Stuck in the middle with you
Most of us are realists who see the debate as largely academic until technology has caught up with theory. We are the would-be structuralists who still do page layouts with
<table> cells, and the rather-be presentationalists who still type out text instead of wrapping it up in images. The primary justification for most of our design choices is that “it works now.”
So what does work now?
Neither the structuralists nor presentationalists are winning outright. An examination of the latest slew of recommendations coming out of W3C might make you think that the structuralists are winning, but realists will quickly point out that technology has not yet caught up with presentationalists’ requirements.
Lone HTML (as it currently stands) is neither a good presentation language nor a good structural language, but the addition of XML and other highly structural languages and specifications is helping close the gap between reality and the structuralist’s ideal.
Cascading Style Sheets have promised and delivered major advances in presentation, while allowing document structure to remain intact. (The success of CSS is proof that time and time again we get the best results when structuralists and presentationalists work together.)
Good experience is hard to find
The web is not currently a good medium for experience.
In fact, it’s fairly cheesy when compared to the movie theater, the TV screen or even a piece of paper. Low bandwidth, differing interpretations of HTML recommendations, and a wide variety of user and device capabilities make it difficult for designers to exert the level of control necessary to evoke a consistent emotional response.
Not Just Slow Net Access
There are also cultural barriers to conveying experience on the web.
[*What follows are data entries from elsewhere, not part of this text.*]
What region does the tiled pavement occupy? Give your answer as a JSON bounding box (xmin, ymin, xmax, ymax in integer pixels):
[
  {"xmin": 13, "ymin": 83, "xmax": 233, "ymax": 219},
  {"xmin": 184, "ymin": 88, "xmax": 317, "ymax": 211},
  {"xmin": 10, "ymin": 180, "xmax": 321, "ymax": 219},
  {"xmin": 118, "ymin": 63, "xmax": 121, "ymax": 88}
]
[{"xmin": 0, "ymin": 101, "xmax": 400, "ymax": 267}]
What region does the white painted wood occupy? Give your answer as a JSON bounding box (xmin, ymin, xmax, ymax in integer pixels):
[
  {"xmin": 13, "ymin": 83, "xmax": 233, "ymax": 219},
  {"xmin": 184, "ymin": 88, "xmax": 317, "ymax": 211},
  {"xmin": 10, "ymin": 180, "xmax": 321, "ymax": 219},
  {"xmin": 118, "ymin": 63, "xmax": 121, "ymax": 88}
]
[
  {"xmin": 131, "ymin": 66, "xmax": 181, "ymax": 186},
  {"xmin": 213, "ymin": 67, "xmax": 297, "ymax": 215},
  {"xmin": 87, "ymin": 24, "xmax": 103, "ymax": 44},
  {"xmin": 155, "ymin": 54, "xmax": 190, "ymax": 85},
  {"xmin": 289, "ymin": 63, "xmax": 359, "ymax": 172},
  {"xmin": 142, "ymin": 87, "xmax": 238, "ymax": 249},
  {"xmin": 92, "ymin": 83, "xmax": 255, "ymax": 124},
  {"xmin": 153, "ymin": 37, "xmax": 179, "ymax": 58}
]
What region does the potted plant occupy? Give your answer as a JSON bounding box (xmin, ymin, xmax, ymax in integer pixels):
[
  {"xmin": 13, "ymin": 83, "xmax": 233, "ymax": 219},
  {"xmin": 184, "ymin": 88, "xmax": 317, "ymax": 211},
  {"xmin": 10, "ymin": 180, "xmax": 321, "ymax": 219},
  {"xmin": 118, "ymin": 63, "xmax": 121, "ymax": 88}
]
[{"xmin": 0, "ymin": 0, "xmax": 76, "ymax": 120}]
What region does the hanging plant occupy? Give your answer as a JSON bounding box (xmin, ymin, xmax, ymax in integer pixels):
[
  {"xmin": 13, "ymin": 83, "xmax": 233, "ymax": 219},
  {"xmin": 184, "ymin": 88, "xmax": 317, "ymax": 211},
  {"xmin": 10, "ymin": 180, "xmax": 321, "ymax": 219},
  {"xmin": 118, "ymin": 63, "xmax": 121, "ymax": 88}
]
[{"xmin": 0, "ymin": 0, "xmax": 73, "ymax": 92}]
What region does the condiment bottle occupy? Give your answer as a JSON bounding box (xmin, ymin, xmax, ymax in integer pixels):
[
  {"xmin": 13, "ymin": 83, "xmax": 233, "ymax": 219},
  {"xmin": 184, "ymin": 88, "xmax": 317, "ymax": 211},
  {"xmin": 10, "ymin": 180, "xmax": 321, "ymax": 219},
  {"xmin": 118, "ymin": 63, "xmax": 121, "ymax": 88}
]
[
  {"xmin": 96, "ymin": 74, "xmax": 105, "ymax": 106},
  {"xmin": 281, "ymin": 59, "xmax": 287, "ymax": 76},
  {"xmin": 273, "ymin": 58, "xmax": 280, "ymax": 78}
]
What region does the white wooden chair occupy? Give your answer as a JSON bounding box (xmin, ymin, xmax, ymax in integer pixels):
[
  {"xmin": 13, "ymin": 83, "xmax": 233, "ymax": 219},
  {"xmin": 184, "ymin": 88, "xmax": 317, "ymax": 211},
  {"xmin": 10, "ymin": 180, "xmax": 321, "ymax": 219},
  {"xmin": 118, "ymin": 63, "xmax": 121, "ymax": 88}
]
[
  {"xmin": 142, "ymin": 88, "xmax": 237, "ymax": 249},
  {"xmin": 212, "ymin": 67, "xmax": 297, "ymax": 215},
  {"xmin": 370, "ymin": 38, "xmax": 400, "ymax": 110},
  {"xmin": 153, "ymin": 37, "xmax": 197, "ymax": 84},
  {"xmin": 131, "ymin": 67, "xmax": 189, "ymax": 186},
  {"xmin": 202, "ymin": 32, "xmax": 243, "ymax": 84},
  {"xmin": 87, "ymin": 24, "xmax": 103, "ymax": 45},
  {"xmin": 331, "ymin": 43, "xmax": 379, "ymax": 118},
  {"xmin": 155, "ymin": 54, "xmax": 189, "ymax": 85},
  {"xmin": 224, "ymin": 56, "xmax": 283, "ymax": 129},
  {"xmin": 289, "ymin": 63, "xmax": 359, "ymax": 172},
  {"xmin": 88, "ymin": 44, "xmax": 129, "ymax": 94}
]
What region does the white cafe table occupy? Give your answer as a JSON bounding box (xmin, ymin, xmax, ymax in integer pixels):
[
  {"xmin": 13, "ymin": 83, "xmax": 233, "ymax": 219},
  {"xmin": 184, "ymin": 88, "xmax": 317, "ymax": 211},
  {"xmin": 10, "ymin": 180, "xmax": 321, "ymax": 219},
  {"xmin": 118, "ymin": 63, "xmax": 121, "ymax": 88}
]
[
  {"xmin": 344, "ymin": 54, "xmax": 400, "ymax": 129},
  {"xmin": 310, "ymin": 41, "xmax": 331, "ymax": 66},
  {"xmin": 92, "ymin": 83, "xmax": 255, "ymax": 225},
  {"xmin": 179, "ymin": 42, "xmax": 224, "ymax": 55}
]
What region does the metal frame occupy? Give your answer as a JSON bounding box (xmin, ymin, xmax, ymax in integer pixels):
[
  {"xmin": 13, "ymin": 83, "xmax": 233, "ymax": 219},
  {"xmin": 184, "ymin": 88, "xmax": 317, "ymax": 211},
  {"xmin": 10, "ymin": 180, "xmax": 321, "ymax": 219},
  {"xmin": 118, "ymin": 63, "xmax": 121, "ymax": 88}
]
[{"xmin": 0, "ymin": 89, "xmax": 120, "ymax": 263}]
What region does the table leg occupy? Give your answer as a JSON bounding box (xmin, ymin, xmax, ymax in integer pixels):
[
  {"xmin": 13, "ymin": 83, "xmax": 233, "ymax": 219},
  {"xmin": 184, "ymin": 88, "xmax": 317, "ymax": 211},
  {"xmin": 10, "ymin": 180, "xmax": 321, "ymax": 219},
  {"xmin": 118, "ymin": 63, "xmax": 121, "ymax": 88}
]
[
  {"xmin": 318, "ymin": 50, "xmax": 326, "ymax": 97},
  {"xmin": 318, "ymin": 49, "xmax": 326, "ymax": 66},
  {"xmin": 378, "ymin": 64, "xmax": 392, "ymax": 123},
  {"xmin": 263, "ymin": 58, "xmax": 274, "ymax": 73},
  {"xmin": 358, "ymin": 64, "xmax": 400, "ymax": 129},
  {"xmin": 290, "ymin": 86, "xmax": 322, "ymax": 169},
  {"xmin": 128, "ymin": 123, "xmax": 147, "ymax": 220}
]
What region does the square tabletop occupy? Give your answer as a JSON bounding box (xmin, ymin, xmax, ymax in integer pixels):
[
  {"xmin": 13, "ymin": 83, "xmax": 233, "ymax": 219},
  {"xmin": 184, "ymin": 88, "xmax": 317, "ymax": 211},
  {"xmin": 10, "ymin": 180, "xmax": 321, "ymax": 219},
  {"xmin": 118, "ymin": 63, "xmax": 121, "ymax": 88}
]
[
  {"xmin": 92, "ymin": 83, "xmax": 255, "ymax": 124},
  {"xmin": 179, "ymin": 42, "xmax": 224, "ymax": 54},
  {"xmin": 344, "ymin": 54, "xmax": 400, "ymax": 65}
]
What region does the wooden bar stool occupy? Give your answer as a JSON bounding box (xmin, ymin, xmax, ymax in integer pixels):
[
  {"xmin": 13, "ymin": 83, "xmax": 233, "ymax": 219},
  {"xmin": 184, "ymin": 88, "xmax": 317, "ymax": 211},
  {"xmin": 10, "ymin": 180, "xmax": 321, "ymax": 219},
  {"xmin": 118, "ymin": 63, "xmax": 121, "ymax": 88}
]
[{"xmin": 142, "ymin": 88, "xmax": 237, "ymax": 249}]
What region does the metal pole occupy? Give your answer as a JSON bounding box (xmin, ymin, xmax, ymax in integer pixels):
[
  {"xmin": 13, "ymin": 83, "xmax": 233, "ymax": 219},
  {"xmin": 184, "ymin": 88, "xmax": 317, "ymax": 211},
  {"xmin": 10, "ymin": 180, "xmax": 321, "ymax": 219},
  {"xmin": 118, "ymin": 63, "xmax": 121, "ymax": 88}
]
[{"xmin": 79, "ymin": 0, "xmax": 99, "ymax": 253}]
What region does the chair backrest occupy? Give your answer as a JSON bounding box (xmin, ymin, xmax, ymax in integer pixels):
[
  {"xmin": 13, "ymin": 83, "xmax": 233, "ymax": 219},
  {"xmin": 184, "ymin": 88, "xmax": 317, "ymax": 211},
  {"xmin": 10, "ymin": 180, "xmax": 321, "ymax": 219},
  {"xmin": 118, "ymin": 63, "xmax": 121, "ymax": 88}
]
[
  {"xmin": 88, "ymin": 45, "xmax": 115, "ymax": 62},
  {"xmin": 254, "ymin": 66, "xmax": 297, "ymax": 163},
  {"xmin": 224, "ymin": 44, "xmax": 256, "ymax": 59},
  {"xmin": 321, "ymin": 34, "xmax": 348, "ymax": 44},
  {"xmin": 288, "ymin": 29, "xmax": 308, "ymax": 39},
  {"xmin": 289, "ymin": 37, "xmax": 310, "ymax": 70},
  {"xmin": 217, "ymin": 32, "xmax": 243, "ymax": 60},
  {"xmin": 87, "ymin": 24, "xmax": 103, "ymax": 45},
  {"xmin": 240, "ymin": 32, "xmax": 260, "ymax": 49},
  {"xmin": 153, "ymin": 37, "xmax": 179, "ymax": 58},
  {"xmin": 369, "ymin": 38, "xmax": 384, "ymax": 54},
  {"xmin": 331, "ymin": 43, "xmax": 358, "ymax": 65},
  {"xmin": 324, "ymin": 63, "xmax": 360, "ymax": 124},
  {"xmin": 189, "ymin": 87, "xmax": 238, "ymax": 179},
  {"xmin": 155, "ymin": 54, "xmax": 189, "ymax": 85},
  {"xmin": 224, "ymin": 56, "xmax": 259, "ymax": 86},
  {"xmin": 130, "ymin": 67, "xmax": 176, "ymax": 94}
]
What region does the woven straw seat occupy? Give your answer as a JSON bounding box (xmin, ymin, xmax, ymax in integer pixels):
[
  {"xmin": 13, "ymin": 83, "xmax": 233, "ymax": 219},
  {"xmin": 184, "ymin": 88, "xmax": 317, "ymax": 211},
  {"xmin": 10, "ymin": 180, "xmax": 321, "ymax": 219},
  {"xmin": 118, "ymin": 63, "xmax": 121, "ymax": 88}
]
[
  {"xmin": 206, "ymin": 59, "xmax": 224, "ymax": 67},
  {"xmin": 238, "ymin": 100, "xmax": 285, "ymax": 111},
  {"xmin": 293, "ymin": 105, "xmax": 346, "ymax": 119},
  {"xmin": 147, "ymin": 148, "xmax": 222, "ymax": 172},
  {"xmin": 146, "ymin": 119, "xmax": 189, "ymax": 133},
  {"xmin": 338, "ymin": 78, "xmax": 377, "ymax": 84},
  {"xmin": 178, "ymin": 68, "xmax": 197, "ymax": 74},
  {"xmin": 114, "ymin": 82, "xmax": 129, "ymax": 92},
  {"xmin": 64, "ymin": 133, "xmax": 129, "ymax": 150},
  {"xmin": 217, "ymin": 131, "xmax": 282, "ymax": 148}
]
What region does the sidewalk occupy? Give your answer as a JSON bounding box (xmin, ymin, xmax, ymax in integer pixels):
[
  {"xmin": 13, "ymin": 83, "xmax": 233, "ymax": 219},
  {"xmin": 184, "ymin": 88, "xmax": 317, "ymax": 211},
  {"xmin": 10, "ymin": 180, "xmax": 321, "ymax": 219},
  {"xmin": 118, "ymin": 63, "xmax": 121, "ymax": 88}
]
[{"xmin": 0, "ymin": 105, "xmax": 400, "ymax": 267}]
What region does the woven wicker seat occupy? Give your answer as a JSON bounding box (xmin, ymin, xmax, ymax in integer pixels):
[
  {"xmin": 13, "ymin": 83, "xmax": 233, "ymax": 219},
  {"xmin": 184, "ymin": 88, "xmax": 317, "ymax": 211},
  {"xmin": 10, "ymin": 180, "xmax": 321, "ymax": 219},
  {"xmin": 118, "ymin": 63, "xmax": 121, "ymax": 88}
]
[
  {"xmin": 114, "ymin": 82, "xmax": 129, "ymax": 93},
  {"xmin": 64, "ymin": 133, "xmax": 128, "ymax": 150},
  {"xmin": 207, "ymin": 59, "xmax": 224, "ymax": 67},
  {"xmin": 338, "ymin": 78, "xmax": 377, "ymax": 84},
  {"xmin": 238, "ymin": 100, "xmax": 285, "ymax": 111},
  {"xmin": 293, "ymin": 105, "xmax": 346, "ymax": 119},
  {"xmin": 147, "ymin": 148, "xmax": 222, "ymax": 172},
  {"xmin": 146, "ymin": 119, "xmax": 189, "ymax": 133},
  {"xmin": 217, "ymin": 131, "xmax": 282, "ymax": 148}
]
We’ve been serializing narratives for millennia now: novels, movies, and television all rely on the user experiencing their narratives sequentially. The buildup of tension, suspense, grief, and other emotions takes time. Novelists and filmmakers have honed their skills in sequential media to a fine art, and users have become sophisticated consumers of sequential narrative.
By contrast, we are only just discovering ways of authoring experience and emotion in situations where the user is no longer passive, but is instead an active director of the experience. On the web, narrative has become a collaboration between the author and the user.
To be fair, live entertainment does already involve low-level collaboration between users and authors. A good storyteller, singer or comedian giving a live performance can be less sequential since he or she has the luxury of being able to evaluate the audience’s reaction and adjust the performance accordingly – something that movies and books cannot do. Feedback mechanisms do exist on the web, but are currently quite primitive in comparison to the interaction between live human performers and their audiences.
The current web also forces decisions – users must interact for the narrative to progress because nothing new arrives until the user clicks another link. It is currently difficult to author web content where the user can sit and experience a sequential flow of experience, only interacting when they choose to.
Interactive television has been discussed as a potential vehicle for the experience web; it combines the existing experience-conveying qualities of television with the ability to let users direct the narrative by choosing their own paths.
Even television, however, is a very limited output device that includes only sound and 2d (simulating 3d) vision. A truly experience-centered web could include many other output devices – imagine a horror “website” in which the site had full control over all of the speakers, holographic projectors, the lights, the doors, the climate controls, and even the smells within your house!
Television is also a passive medium. Its users have (and expect) very little control over what they see. The web is an active medium; users actively choose their own paths. Interactive Television encourages activity in a traditionally passive medium. The experience web may encourage passivity in a traditionally active medium. These two are already meeting in a middle ground.